La mère éplorée demanda le prix de la plante, et quoique son mari fît quelque difficulté de payer ce qu'on en demandait, elle l'en conjura si vivement qu'il finit par y consentir. Le champ, acquis par des années de travail et d'économie, fut vendu. On administra la plante rare à l'enfant, avec les prescriptions indiquées par le sorcier; mais la maladie ne s'en alla point. Bien loin d'être déconcerté par ce mauvais succès, le vieux Carion prit un ton encore plus magistral, et assura qu'un nouveau symptôme qu'il venait d'observer chez le malade exigeait un remède plus efficace. Il fallait se procurer l'écorce d'un arbre dont le sorcier prononça lé nom dans une langue inconnue, et sur cette écorce verser un élixir dont il avait le secret, puis faire bouillir le tout dans une eau sur laquelle il aurait fait tourner trois fois sa baguette magique, en prononçant des paroles sacramentelles. Tout cela ne pouvait s'obtenir encore que, par une forte somme d'argent. Les Dubois, une fois entrés dans cette mauvaise voie, ne voulurent pas reculer, de peur de perdre tout ce qu'ils avaient déjà donné à Carion. Leur amère affliction, d'ailleurs, les rendait crédules. Mais ni l'écorce de l'arbre inconnu, ni l'élixir, ni les trois tours de la baguette magique, ni les paroles sacramentelles ne produisirent le moindre effet; l'état de l'enfant malade empirait toujours.
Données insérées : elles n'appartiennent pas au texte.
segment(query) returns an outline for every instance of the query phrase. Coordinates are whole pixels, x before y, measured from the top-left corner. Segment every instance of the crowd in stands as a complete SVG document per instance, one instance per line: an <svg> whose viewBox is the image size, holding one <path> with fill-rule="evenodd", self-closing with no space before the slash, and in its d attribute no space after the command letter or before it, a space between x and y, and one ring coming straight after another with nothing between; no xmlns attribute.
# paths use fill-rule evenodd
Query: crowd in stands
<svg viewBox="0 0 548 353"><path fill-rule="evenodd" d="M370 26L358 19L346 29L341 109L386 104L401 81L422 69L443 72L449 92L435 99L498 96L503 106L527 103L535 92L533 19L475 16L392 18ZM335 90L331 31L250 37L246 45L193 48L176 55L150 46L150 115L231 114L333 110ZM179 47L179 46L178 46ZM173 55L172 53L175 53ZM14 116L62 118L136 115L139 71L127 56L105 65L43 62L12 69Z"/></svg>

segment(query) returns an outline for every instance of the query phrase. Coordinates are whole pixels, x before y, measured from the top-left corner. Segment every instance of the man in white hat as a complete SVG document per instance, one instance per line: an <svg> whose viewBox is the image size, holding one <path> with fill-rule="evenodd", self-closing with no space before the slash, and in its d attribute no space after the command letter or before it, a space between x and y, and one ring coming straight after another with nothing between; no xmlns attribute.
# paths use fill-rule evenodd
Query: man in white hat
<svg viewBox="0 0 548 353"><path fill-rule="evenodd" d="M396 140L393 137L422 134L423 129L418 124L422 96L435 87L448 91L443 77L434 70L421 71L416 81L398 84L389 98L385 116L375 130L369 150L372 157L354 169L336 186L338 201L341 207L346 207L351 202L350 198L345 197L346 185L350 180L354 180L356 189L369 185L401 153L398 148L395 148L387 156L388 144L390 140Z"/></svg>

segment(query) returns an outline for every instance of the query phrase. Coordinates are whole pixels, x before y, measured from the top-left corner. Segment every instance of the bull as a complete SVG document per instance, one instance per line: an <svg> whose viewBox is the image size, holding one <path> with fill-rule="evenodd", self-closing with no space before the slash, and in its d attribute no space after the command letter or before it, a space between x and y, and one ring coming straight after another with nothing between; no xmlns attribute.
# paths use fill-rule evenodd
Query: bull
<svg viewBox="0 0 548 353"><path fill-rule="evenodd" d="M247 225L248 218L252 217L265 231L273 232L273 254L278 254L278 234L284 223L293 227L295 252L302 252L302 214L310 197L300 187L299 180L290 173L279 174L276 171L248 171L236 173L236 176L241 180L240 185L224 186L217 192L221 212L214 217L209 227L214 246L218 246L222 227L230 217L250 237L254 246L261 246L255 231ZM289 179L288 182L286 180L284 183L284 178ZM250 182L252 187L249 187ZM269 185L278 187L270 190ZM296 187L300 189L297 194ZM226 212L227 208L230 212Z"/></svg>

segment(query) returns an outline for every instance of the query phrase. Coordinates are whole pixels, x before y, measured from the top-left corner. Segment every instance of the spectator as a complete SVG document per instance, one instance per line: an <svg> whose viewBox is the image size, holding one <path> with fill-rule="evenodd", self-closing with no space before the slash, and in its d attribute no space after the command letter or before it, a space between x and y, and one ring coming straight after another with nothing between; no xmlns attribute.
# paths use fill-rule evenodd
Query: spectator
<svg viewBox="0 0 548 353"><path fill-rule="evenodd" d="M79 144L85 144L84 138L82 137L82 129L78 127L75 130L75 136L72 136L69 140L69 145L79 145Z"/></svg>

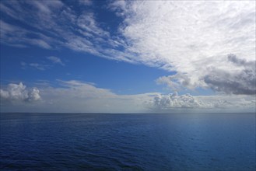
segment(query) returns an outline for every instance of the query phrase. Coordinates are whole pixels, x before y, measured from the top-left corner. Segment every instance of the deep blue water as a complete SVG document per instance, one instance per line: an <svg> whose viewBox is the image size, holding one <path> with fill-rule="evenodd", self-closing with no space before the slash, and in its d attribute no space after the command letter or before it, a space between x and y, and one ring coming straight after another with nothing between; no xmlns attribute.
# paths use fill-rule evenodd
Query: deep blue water
<svg viewBox="0 0 256 171"><path fill-rule="evenodd" d="M255 113L1 113L0 169L255 170Z"/></svg>

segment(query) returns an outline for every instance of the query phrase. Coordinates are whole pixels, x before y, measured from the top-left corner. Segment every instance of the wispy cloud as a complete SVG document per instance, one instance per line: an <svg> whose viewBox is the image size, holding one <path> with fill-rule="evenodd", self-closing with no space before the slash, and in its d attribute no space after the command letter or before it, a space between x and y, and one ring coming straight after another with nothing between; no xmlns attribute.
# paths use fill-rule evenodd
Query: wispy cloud
<svg viewBox="0 0 256 171"><path fill-rule="evenodd" d="M51 61L54 64L59 64L59 65L61 65L62 66L65 66L65 64L58 57L51 56L51 57L47 57L47 59L49 59L50 61Z"/></svg>
<svg viewBox="0 0 256 171"><path fill-rule="evenodd" d="M26 63L24 61L22 61L20 65L23 69L26 69L27 68L33 68L41 71L44 71L51 67L51 65L49 65L39 64L39 63Z"/></svg>
<svg viewBox="0 0 256 171"><path fill-rule="evenodd" d="M179 96L150 92L118 95L110 89L77 80L58 80L58 87L49 82L26 88L23 83L9 84L1 89L1 107L4 111L155 113L195 110L201 111L249 111L255 110L252 96ZM39 100L40 99L40 100ZM35 102L31 103L27 102Z"/></svg>
<svg viewBox="0 0 256 171"><path fill-rule="evenodd" d="M104 29L92 10L78 13L60 1L2 1L0 7L4 16L33 28L28 31L2 21L3 44L68 47L174 71L176 75L157 80L174 90L203 87L255 93L255 67L240 65L255 61L254 1L115 1L107 7L123 19L115 33ZM236 58L228 58L230 54Z"/></svg>

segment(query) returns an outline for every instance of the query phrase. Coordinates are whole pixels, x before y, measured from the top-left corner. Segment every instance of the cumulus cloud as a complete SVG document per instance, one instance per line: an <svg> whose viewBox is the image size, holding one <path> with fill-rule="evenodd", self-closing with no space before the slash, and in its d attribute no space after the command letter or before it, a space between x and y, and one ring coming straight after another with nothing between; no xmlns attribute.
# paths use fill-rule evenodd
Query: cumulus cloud
<svg viewBox="0 0 256 171"><path fill-rule="evenodd" d="M2 19L39 30L2 20L3 44L68 47L175 72L156 80L175 91L203 87L255 94L254 1L114 1L107 9L122 22L111 33L93 11L79 13L60 1L0 5Z"/></svg>
<svg viewBox="0 0 256 171"><path fill-rule="evenodd" d="M51 86L50 82L37 85L40 86L40 91L37 88L27 89L23 83L9 84L6 89L0 90L1 110L5 112L79 113L255 110L256 101L252 96L179 96L177 92L169 95L159 92L118 95L110 89L78 80L59 80L57 83L58 87ZM38 102L31 103L34 101Z"/></svg>
<svg viewBox="0 0 256 171"><path fill-rule="evenodd" d="M0 89L1 101L26 101L33 102L40 99L37 88L26 89L22 82L9 84L6 89Z"/></svg>
<svg viewBox="0 0 256 171"><path fill-rule="evenodd" d="M177 109L255 110L255 99L247 96L191 96L188 93L178 96L177 92L174 92L169 95L158 94L149 104L153 110L167 112Z"/></svg>
<svg viewBox="0 0 256 171"><path fill-rule="evenodd" d="M62 66L65 66L65 64L58 57L51 56L51 57L47 57L47 59L49 59L50 61L51 61L54 64L59 64L59 65L61 65Z"/></svg>
<svg viewBox="0 0 256 171"><path fill-rule="evenodd" d="M136 60L177 72L157 83L176 91L204 87L233 94L255 93L254 7L255 2L111 5L124 19L121 31Z"/></svg>

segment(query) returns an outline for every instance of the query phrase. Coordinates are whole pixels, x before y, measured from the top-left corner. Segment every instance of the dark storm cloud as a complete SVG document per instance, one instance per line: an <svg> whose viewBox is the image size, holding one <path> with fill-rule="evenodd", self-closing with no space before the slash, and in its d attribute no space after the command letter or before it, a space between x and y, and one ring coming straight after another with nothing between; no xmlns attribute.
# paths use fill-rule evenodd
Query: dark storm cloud
<svg viewBox="0 0 256 171"><path fill-rule="evenodd" d="M255 61L247 61L234 54L227 57L228 61L244 67L240 71L226 71L216 68L204 77L205 82L213 90L228 94L256 94Z"/></svg>

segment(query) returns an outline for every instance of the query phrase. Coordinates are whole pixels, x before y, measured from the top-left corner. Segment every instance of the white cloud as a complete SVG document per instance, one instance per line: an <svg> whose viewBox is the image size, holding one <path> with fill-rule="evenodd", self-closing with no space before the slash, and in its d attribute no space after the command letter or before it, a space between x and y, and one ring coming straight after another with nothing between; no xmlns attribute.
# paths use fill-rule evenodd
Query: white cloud
<svg viewBox="0 0 256 171"><path fill-rule="evenodd" d="M255 61L254 1L114 1L108 9L124 19L114 35L91 11L77 13L59 1L24 3L34 9L19 1L1 2L0 7L5 15L40 33L2 21L2 43L66 47L176 72L156 81L174 90L203 87L255 93L255 66L244 65ZM37 38L27 37L28 33ZM229 58L230 54L236 58Z"/></svg>
<svg viewBox="0 0 256 171"><path fill-rule="evenodd" d="M85 6L89 6L93 4L93 2L91 0L79 0L79 2Z"/></svg>
<svg viewBox="0 0 256 171"><path fill-rule="evenodd" d="M177 72L158 83L175 90L180 86L212 88L205 82L216 72L212 68L230 73L242 89L247 85L241 85L240 75L253 79L255 69L244 73L245 66L228 62L226 57L234 54L238 60L254 62L255 2L132 1L114 2L113 9L124 19L121 32L130 44L127 50L138 54L134 60Z"/></svg>
<svg viewBox="0 0 256 171"><path fill-rule="evenodd" d="M27 89L22 82L9 84L7 89L0 89L1 103L3 101L33 102L40 99L40 91L37 88Z"/></svg>
<svg viewBox="0 0 256 171"><path fill-rule="evenodd" d="M49 59L50 61L51 61L54 64L59 64L59 65L61 65L62 66L65 66L65 64L58 57L51 56L51 57L47 57L47 59Z"/></svg>
<svg viewBox="0 0 256 171"><path fill-rule="evenodd" d="M234 111L247 110L255 110L255 98L254 96L191 96L185 94L178 96L177 92L169 95L158 94L149 103L153 111L171 112L174 110L205 109L207 111L226 110Z"/></svg>
<svg viewBox="0 0 256 171"><path fill-rule="evenodd" d="M51 66L49 65L44 65L44 64L39 64L39 63L26 63L24 61L22 61L20 63L22 68L23 69L26 69L27 68L36 68L40 71L44 71L47 68L49 68Z"/></svg>
<svg viewBox="0 0 256 171"><path fill-rule="evenodd" d="M184 110L207 112L255 110L254 96L179 96L177 92L170 95L158 92L117 95L109 89L77 80L58 81L58 88L51 86L49 82L37 86L40 86L38 89L26 89L23 83L9 84L7 89L1 89L2 111L158 113ZM35 101L37 103L27 103Z"/></svg>

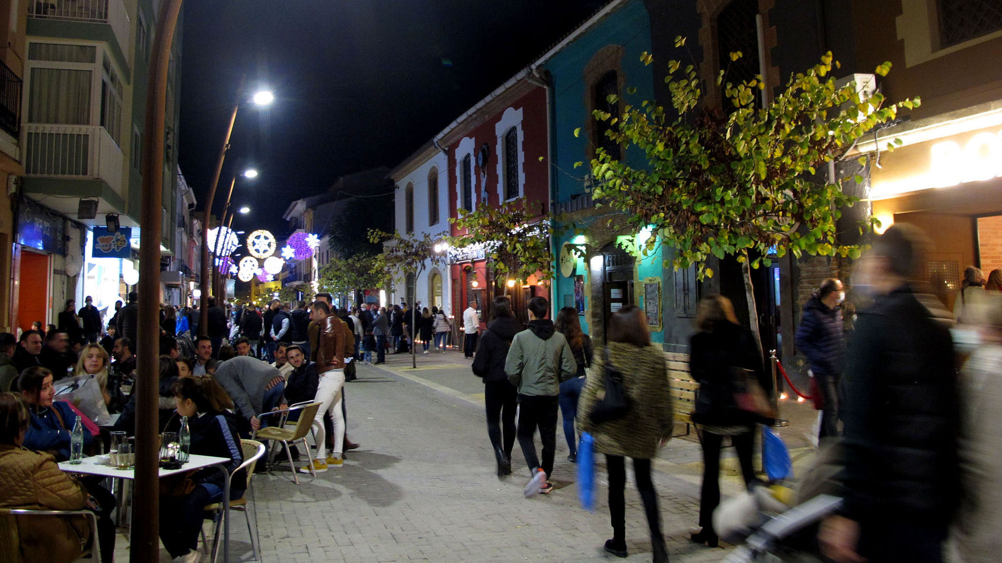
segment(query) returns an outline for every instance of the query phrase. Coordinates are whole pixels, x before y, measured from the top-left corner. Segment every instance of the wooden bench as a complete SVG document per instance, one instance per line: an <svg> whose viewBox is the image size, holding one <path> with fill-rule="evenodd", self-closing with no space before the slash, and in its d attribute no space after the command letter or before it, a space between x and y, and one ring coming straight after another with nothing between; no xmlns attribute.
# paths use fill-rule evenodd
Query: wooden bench
<svg viewBox="0 0 1002 563"><path fill-rule="evenodd" d="M695 410L696 393L699 391L699 383L693 381L689 374L688 362L688 354L664 353L675 422L685 424L685 434L679 436L688 436L689 434L689 426L692 424L691 415L692 411Z"/></svg>

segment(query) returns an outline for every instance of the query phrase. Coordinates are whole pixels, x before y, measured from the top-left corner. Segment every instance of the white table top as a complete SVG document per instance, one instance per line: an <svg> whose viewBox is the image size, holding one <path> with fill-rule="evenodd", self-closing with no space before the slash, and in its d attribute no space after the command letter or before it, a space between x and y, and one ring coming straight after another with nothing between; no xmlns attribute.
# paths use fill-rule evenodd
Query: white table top
<svg viewBox="0 0 1002 563"><path fill-rule="evenodd" d="M191 454L188 462L181 466L180 469L163 469L160 468L160 477L166 477L168 475L174 475L175 473L184 473L191 471L192 469L201 469L203 467L210 467L213 465L222 465L229 463L228 458L216 458L212 456L196 456ZM83 463L73 465L69 462L61 462L59 464L59 469L67 473L83 473L86 475L100 475L102 477L115 477L118 479L135 479L135 468L129 469L115 469L108 465L108 456L90 456L89 458L83 458Z"/></svg>

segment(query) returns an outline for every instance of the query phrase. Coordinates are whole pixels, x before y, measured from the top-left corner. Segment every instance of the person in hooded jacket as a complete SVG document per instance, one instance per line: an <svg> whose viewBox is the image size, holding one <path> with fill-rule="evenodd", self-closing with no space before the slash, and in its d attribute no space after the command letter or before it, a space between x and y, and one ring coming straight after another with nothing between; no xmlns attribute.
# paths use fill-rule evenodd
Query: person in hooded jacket
<svg viewBox="0 0 1002 563"><path fill-rule="evenodd" d="M487 326L473 358L473 373L484 380L487 435L497 458L498 477L501 477L511 474L511 449L515 446L515 409L518 403L518 390L508 381L504 365L511 341L522 327L512 315L511 302L507 297L494 298L491 313L494 319Z"/></svg>
<svg viewBox="0 0 1002 563"><path fill-rule="evenodd" d="M839 305L846 300L842 282L829 277L804 306L797 347L808 357L821 394L819 438L839 436L839 382L846 356L846 334Z"/></svg>
<svg viewBox="0 0 1002 563"><path fill-rule="evenodd" d="M564 439L570 454L567 461L577 463L577 434L574 432L574 418L577 416L577 402L584 387L585 370L591 365L591 338L581 331L581 322L577 318L577 310L565 307L557 313L553 323L558 333L567 339L574 362L577 363L575 377L560 383L560 415L564 425Z"/></svg>
<svg viewBox="0 0 1002 563"><path fill-rule="evenodd" d="M512 339L504 364L508 381L518 389L518 443L532 473L523 490L527 497L553 490L547 479L553 473L556 453L560 383L577 374L567 339L546 319L549 306L545 298L529 300L529 328ZM536 427L543 443L542 464L536 457Z"/></svg>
Chers lecteurs, le courage me manque pour achever ces tristes détails. Qu'il vous suffise de savoir que le misérable Carion arracha aux époux Dubois, pièce à pièce, tout ce qu'ils possédaient au monde. Tantôt, c'était le sang d'une brebis tachetée de certaine manière qu'il fallait verser sur un linge pour en envelopper la tête du malade, et Carion faisait payer la brebis tout entière; tantôt c'était une potion merveilleuse qu'il fallait composer, et dont Carion vendait les ingrédients au poids de l'or. La chose dura tant et si bien que l'enfant mourut au même jour que les Dubois avaient donné leurs dernières hardes pour le sauver, et ils se trouvèrent sans meubles et sans pain, à côté du cadavre de leur fils.
Vous jugez des malédictions dont ils poursuivirent l'infâme charlatan; mais ces malédictions ne leur rendirent ni leur fils ni leur fortune. Un médecin vint constater le décès de l'enfant, et ayant appris quels avaient été les caractères de la maladie, il déclara qu'il aurait probablement pu la guérir en peu de jours.

Carion fut cité devant les tribunaux à la requête du maire de la commune, et condamné à plusieurs années de prison. C'était une satisfaction accordée à l'indignation publique, mais encore une fois elle ne fit pas recouvrer aux Dubois l'être chéri qu'ils avaient perdu. La mère mourut de douleur six semaines après son fils. Le père traîna une existence misérable ; il n'avait plus le coeur à l'ouvrage, il devint mendiant, et se jeta dans de grossiers excès pour s'étourdir.

Voilà ce qu'il en coûte d'être superstitieux. Cinquante exemples pareils à celui que je viens de raconter occupent, chaque année, nos tribunaux. Mes chers lecteurs, il n'y a point de sorciers: il n'y a que d'indignes fripons qui cherchent à duper les paysans trop crédules. Rappelez-vous que les seules ressources qui soient vraiment bonnes contre toute espèce de malheur, c'est la prière d'abord, et puis la science du médecin, l'activité dans le travail, la prudence, la sobriété, l'économie. Employez ces moyens : ils ne peuvent manquer de vous réussir.